San Antonio Housing Authority CEO Henry Alvarez has agreed to appear before a City Council committee to discuss complaints about shoddy construction and poor management at SAHA's Villas de Fortuna subdivision on the West Side.
"City staff asked us to participate in the Feb. 13 Urban Affairs Committee and we intend to do so," SAHA spokeswoman Melanie Villalobos said Tuesday.
Councilwomen Delicia Herrera of District 6 and Patti Radle of District 5 raised the possibility of questioning Alvarez at a stormy citizens-to-be-heard session at last Thursday's council meeting. Fortuna residents in attendance recited a litany of problems with the houses they are buying from SAHA and the way the lease-to-purchase program is being managed.
Alvarez's appearance could signal the beginning of a city investigation of SAHA being sought by Herrera, Radle and other council members. He may also appear before the entire council in a March work session to answer questions about SAHA's plans and operations.
"I truly believe (SAHA's) performance has not been exemplary," District 10 Councilman Chip Haass told residents at the council meeting. "Maybe it's time for us to investigate. We need to get Henry Alvarez before City Council to explain what's going on."
Haass said Tuesday that Fortuna residents probably caught council members off guard, and it's time for Alvarez to speak before the entire council.
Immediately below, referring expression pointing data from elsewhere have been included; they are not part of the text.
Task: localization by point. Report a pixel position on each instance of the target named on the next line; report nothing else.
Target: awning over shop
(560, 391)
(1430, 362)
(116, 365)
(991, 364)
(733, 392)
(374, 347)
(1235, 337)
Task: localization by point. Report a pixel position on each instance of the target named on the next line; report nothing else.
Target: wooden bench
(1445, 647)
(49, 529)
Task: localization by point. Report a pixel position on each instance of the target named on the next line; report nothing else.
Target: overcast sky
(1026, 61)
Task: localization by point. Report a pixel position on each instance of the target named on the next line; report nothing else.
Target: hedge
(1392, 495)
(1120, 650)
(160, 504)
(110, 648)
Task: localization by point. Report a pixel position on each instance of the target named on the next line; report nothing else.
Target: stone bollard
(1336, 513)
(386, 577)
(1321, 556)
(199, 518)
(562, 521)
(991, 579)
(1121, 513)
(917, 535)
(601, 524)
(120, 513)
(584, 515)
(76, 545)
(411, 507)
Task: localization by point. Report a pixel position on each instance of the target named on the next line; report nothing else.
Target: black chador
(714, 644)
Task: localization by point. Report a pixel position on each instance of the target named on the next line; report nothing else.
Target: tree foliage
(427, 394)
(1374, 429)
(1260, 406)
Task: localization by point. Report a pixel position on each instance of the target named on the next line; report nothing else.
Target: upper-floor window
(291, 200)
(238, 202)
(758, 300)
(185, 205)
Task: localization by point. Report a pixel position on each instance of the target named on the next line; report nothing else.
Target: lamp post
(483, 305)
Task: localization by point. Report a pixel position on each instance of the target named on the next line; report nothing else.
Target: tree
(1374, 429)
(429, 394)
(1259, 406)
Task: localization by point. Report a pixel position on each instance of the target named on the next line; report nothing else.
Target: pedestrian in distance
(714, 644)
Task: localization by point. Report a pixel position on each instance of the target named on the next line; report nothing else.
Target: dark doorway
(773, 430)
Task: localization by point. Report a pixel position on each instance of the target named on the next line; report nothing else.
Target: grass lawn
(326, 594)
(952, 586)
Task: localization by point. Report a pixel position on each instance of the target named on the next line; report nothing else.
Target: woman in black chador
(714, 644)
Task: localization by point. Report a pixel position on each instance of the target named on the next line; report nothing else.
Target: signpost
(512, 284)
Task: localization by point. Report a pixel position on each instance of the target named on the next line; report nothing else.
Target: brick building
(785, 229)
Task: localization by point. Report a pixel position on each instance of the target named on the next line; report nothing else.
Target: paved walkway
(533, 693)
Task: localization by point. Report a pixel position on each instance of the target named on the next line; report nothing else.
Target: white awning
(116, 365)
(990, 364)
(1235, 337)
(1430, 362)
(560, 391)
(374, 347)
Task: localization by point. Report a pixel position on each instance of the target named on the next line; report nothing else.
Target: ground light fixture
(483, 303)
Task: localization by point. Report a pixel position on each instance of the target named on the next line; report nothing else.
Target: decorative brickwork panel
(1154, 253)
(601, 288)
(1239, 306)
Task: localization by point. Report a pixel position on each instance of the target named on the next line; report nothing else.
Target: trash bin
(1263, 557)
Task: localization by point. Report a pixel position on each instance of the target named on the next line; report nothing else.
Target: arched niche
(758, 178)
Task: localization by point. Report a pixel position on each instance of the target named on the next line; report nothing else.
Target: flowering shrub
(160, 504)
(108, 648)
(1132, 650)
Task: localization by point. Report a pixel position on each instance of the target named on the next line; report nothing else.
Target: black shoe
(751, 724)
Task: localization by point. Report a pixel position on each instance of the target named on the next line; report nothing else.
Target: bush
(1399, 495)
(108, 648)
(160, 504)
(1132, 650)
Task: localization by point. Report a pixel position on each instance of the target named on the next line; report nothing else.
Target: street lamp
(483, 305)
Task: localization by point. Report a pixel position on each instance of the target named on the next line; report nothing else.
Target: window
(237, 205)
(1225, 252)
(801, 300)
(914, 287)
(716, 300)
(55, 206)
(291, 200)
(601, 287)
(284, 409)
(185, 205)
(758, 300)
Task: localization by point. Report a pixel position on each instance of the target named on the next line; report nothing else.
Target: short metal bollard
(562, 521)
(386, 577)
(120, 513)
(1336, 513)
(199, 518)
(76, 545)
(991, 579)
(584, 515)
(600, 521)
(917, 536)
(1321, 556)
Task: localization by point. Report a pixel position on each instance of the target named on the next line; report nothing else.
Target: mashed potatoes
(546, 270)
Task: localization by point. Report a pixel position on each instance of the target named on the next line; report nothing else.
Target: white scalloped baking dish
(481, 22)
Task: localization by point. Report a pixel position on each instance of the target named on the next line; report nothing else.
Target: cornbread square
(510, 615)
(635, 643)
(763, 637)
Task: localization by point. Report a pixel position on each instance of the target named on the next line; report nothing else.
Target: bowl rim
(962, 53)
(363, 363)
His own concerns with SAHA include the fallout from the agency's aborted attempt to buy a high-end apartment complex near Stone Oak and a senior citizen's project in his district that fell through.
Distinct 8 Councilman Art Hall said Tuesday the inquiry should address any role the city played in the problems, including inspections, while keeping in mind that the issues are historic and the city, SAHA and the builder, KB Home, all have new leadership.
Villalobos previously said the agency would cooperate in any investigation.
"SAHA will be responsive to any and all requests from our elected officials," she said after last week's council meeting.
Fortuna residents told council members about teetering foundations, cracks in walls and floors, subsoil that wasn't remediated before construction, discriminatory pricing, repairs that don't last, possible fire hazards from water heaters and light switches, and SAHA's inconsistent response to their complaints.
Fortuna resident Ed Ocampo displayed a hand-size chunk of asphalt that he said came from his neighbor's yard.
"SAHA tells us we can't grow grass in our yards because we don't water enough," he said. "I think I could water that (asphalt) for five years, and I don't think it would ever grow."
Fortuna is part of the $48.2 million federally funded Mirasol Homes project, which has been plagued by construction and management problems, including shifting and cracking foundations.
KB Home, which built the houses, has said it will make good on the foundation problems. One house is being repaired at a cost of more than $32,000 and others are in line to be fixed.
SAHA declined comment on structural problems at the houses until an engineering report is finished.
For U.S. Rep. Charlie Gonzalez, residents' most recent complaints sound familiar.
"I don't know why these problems have surfaced again," Gonzalez said last week. "In 2003, I was assured that SAHA had put in place a plan to fix the problems at Mirasol Homes."